Esta tinta derramada en vuestra prensa 
es la sangre de mi país.
Esta luz diluviada de vuestras pantallas
es el brillo en los ojos de los niños de Basora.
Musin Al-Ramli
El 20 de marzo de 2003, tras un ultimátum de 24 horas que George W Bush escupió a Saddam Husein y a las Naciones Unidas por igual, se inició la batalla más cruel y sanguinaria de la nueva guerra mundial. Esta tercera guerra que empezó con la caída de la Unión Soviética no se encubre detrás de ideologías y bloques antagónicos: es la rapiña que las multinacionales y las élites financieras lanzan día a día disputándose cualquier posibilidad de riqueza, cualquier fuente de acumulación. Con la operación de “shock y pavor” los aviones de combate estadounidenses y los portaviones apostados en el golfo pérsico dejaron caer sobre una nación arruinada por más de una década de bloqueo, toneladas y más toneladas de explosivos. La televisión transmitió en vivo la feria del horror que la aviación norteamericana desató sobre Bagdad, Basora, Fallujah y otros enclaves de Mesopotamia, mientras las imágenes de los incendios alumbraban el cielo misterioso de oriente captado por las cámaras occidentales desde hoteles y edificios. Esas bombas, que arrasaron con una nación digna, a la que ni siquiera el terrible acoso político, diplomático y militar de los años 90 había podido doblegar, tampoco cambiaron nada de importancia, más que acabar con la vida de 600.000 iraquíes y conseguir unos cuantos contratos petroleros.
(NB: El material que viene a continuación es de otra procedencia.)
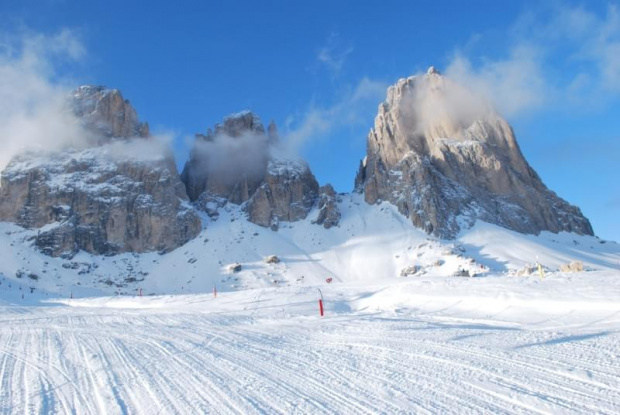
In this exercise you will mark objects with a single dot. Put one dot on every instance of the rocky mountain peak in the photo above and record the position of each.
(233, 163)
(111, 197)
(106, 113)
(446, 158)
(433, 71)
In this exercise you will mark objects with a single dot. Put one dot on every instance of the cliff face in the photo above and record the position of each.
(233, 164)
(118, 195)
(446, 159)
(106, 113)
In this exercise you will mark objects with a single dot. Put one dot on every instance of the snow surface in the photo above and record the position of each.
(427, 343)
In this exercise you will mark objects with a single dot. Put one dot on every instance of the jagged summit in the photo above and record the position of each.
(446, 158)
(433, 71)
(110, 196)
(106, 113)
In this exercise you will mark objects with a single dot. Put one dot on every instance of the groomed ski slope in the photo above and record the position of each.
(429, 345)
(426, 343)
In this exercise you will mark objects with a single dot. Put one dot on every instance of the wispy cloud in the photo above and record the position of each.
(319, 121)
(334, 54)
(32, 105)
(560, 55)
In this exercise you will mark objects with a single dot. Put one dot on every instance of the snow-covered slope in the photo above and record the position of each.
(372, 244)
(426, 343)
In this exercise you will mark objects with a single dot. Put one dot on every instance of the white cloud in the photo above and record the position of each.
(560, 56)
(514, 85)
(32, 107)
(317, 122)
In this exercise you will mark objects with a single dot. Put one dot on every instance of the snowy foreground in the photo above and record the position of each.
(430, 345)
(504, 341)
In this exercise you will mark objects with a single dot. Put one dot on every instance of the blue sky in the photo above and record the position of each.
(320, 69)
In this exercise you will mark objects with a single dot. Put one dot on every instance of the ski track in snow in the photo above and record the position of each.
(264, 351)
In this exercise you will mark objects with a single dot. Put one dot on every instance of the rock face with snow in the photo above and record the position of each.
(445, 159)
(288, 193)
(106, 113)
(233, 163)
(117, 196)
(329, 214)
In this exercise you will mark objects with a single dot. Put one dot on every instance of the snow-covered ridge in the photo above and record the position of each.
(372, 244)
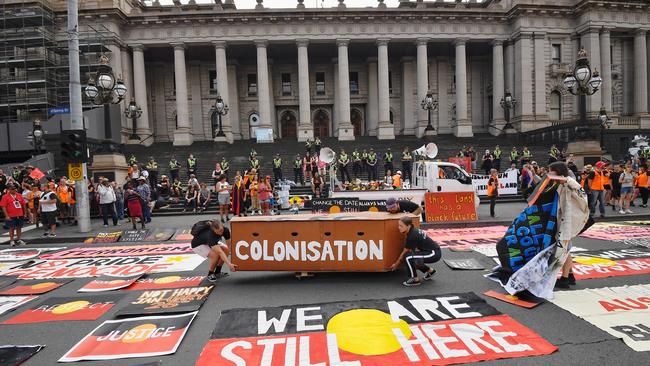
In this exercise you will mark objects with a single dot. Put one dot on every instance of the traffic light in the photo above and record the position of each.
(73, 146)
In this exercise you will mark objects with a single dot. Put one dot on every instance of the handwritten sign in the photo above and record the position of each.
(450, 206)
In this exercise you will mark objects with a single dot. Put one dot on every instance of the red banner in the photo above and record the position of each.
(450, 206)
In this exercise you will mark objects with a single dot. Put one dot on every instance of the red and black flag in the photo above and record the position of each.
(67, 308)
(134, 337)
(165, 281)
(33, 287)
(419, 330)
(179, 300)
(109, 283)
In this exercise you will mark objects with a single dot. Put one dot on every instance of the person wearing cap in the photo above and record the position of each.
(13, 208)
(393, 205)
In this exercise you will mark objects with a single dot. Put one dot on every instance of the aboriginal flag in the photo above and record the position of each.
(129, 338)
(67, 308)
(33, 287)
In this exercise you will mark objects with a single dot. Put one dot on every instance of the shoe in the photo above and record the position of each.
(412, 282)
(429, 275)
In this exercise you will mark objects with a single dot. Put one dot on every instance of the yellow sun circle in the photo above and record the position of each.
(168, 279)
(367, 332)
(70, 307)
(139, 333)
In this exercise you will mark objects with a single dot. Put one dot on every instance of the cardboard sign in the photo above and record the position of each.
(403, 331)
(180, 300)
(623, 312)
(165, 281)
(67, 308)
(8, 303)
(363, 241)
(115, 266)
(450, 206)
(136, 337)
(109, 283)
(32, 287)
(466, 263)
(121, 251)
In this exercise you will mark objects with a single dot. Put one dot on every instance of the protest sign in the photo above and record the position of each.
(403, 331)
(135, 337)
(623, 312)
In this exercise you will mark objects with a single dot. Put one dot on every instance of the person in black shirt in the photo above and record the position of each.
(211, 243)
(419, 249)
(394, 205)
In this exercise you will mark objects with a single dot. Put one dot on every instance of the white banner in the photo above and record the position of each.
(507, 183)
(623, 312)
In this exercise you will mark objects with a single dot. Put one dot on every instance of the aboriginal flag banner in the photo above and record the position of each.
(33, 287)
(109, 283)
(420, 330)
(180, 300)
(129, 338)
(67, 308)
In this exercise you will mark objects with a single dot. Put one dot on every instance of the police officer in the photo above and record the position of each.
(152, 167)
(344, 161)
(388, 161)
(277, 168)
(407, 159)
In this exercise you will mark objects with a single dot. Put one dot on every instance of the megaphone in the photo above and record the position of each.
(429, 150)
(327, 155)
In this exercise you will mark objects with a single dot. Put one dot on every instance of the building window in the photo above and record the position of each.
(556, 106)
(320, 83)
(354, 82)
(252, 85)
(286, 84)
(556, 54)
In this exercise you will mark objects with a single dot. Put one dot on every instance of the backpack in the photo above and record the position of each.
(200, 227)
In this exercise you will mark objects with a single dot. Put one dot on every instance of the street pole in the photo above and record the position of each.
(76, 112)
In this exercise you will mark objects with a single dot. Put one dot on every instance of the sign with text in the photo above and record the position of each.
(450, 206)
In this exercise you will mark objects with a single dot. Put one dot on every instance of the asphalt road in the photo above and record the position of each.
(579, 342)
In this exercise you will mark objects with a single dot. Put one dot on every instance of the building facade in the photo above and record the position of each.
(349, 72)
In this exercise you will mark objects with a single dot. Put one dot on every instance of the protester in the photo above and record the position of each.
(419, 249)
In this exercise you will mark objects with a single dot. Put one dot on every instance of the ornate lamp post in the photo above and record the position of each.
(429, 104)
(104, 89)
(133, 111)
(222, 109)
(508, 102)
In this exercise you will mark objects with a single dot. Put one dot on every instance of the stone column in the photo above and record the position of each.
(372, 113)
(498, 81)
(462, 126)
(606, 72)
(305, 125)
(386, 130)
(223, 88)
(422, 85)
(540, 77)
(346, 131)
(140, 90)
(263, 92)
(183, 132)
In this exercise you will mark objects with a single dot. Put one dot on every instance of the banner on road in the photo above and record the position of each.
(405, 331)
(109, 283)
(623, 312)
(136, 337)
(67, 308)
(93, 267)
(180, 300)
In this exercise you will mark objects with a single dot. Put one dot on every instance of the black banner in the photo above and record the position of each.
(178, 300)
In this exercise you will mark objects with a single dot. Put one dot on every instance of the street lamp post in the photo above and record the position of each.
(104, 89)
(429, 104)
(133, 111)
(222, 109)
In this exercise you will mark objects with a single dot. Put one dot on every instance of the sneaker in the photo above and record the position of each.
(429, 275)
(414, 281)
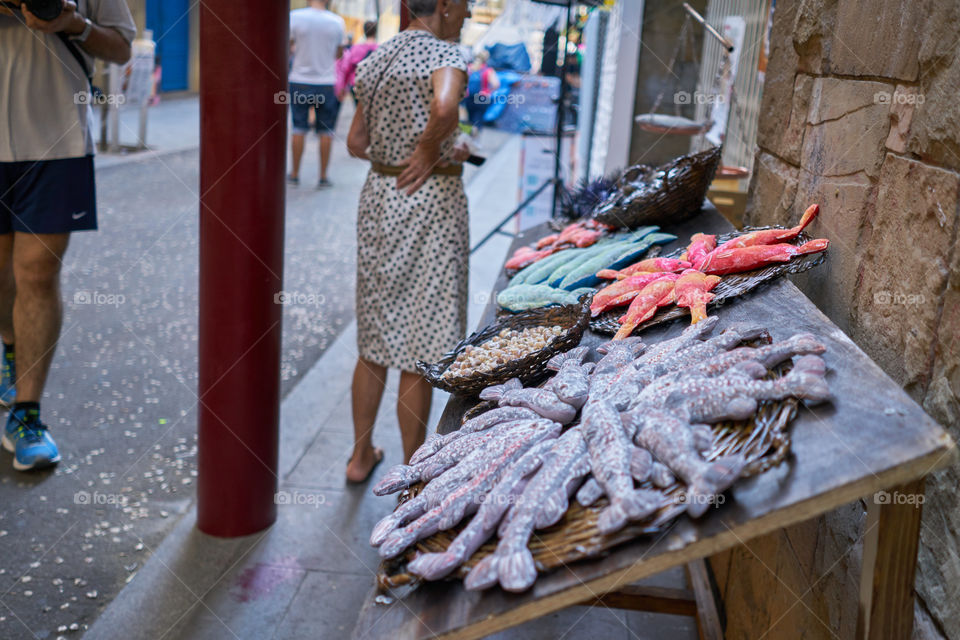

Después de casi una década, la influencia norteamericana en Irak es tan mediocre que los analistas serios reconocen ésta como una guerra perdida. Antes que se repitan escenas como aquellas de los helicópteros huyendo de la embajada gringa en Vietnam bajo los tiros en los 70, Estados Unidos se propone tapar sus dos vergüenzas orientales, Irak y Afganistán, con acuerdos que nadie va a cumplir, actos protocolarios que declaran “terminada” la guerra y retiradas nostálgicas de tropas que vuelven a casa tras consumar el glorioso deber de matar niños inocentes. Muchos volvieron a casa abrigados en plástico negro. Otros no volvieron.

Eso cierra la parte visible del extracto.